Sunday, June 26, 2011

Questions for the Heart


If I find in myself a desire which no experience in this world can satisfy, the most probable explanation is that I was made for another world."
--C.S. Lewis

     I was working through Tim Keller's Galatians study when a member of my CORE group gave me some extremely hard questions to answer.  I would like to share those with you.  We were working through study 5 which is Galatians 3:1-14

Galatians 3
Faith or Works of the Law
 1 You foolish Galatians! Who has bewitched you? Before your very eyes Jesus Christ was clearly portrayed as crucified. 2 I would like to learn just one thing from you: Did you receive the Spirit by the works of the law, or by believing what you heard? 3Are you so foolish? After beginning by means of the Spirit, are you now trying to finish by means of the flesh? 4 Have you experienced so much in vain—if it really was in vain? 5 So again I ask, does God give you his Spirit and work miracles among you by the works of the law, or by your believing what you heard? 6 So also Abraham “believed God, and it was credited to him as righteousness.”
 7 Understand, then, that those who have faith are children of Abraham. 8 Scripture foresaw that God would justify the Gentiles by faith, and announced the gospel in advance to Abraham: “All nations will be blessed through you.” 9 So those who rely on faith are blessed along with Abraham, the man of faith.
 10 For all who rely on the works of the law are under a curse, as it is written: “Cursed is everyone who does not continue to do everything written in the Book of the Law.” 11 Clearly no one who relies on the law is justified before God, because “the righteous will live by faith.” 12 The law is not based on faith; on the contrary, it says, “The person who does these things will live by them.” 13 Christ redeemed us from the curse of the law by becoming a curse for us, for it is written: “Cursed is everyone who is hung on a pole.” 14 He redeemed us in order that the blessing given to Abraham might come to the Gentiles through Christ Jesus, so that by faith we might receive the promise of the Spirit.


One of the things Keller stresses is that Paul is warning the Galatian Christians that it is easy to fall back into works-righteousness as we try to overcome sin and live the Christian life.
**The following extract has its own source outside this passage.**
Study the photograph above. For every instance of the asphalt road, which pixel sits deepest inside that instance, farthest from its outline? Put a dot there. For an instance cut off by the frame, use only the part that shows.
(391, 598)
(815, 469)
However, instead of dealing with sin through human attainment and what we can do, we must deal with sin through believing in the gospel. This reminds me of something Louie Giglio mentioned. He says he defines Grace as God at work. It is God at work instead of me at work. Because, if were me at work then it would be pathetic and useless. I think that ties in quite well with this concept of being in tension between our quest for human attainment and our knowledge that it’s really only through believing in the gospel that we might be saved.

Richard Lovelace says that, "A conscience which is not fully enlightened both to the seriousness of its condition before God, and to the grandeur of God's provision of redemption, will inevitably fall prey to anxiety, pride, [and] sensuality...So we start each day with our personal security resting not on...the sacrifice of Christ but on our present feelings or recent achievements…”
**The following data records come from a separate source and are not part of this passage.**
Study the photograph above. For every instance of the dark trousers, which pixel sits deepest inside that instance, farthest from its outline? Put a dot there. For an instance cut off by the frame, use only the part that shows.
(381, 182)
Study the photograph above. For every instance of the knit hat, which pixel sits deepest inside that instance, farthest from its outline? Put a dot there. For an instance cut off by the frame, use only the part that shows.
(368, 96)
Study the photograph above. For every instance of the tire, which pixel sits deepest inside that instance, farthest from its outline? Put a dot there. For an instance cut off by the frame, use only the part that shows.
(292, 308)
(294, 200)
All those quotes are there to illustrate the point that I hear often stressed at Perimeter. The importance is at the heart of the issue.  Ground breaking isn't it? Sarcasm aside it's true. The first thing that has to be examined within myself when it comes to acknowledging self-righteousness and our habit of limiting the cross is the heart.  What is at the heart of this behavior?  What is the real reason for doing this?  This is where Dee's questions come in.  It has to be asked, "where is your heart?" Where is it? It might not be where you left it, or even where you could be.

Number three is always convicting for me personally. As a young adult it is very easy to have several definitions of the "who am I?" question. The essential point is that to maintain that relationship with Jesus you have to continue prodding at these questions. You have to keep poking in order to make sure you do not become a Missing Person.

 A lot of this brings us back to the idea that many of problems would be solved if we could only keep before our eyes the significance of the cross. “Luther says that if you look to your moral performance as the basis of your relationship with God, then you are breaking the first commandment: 'have no other Gods before me.' If you fail to grasp and believe the gospel of free justification through Christ's work you violate the 1st commandment"(Keller). We will not break commandments 2-10 if we could just keep the first. Every sin is rooted in lust for something, which comes because we trust in that thing rather than Christ for salvation.  Therefore our problems come when we forget the significance of the cross.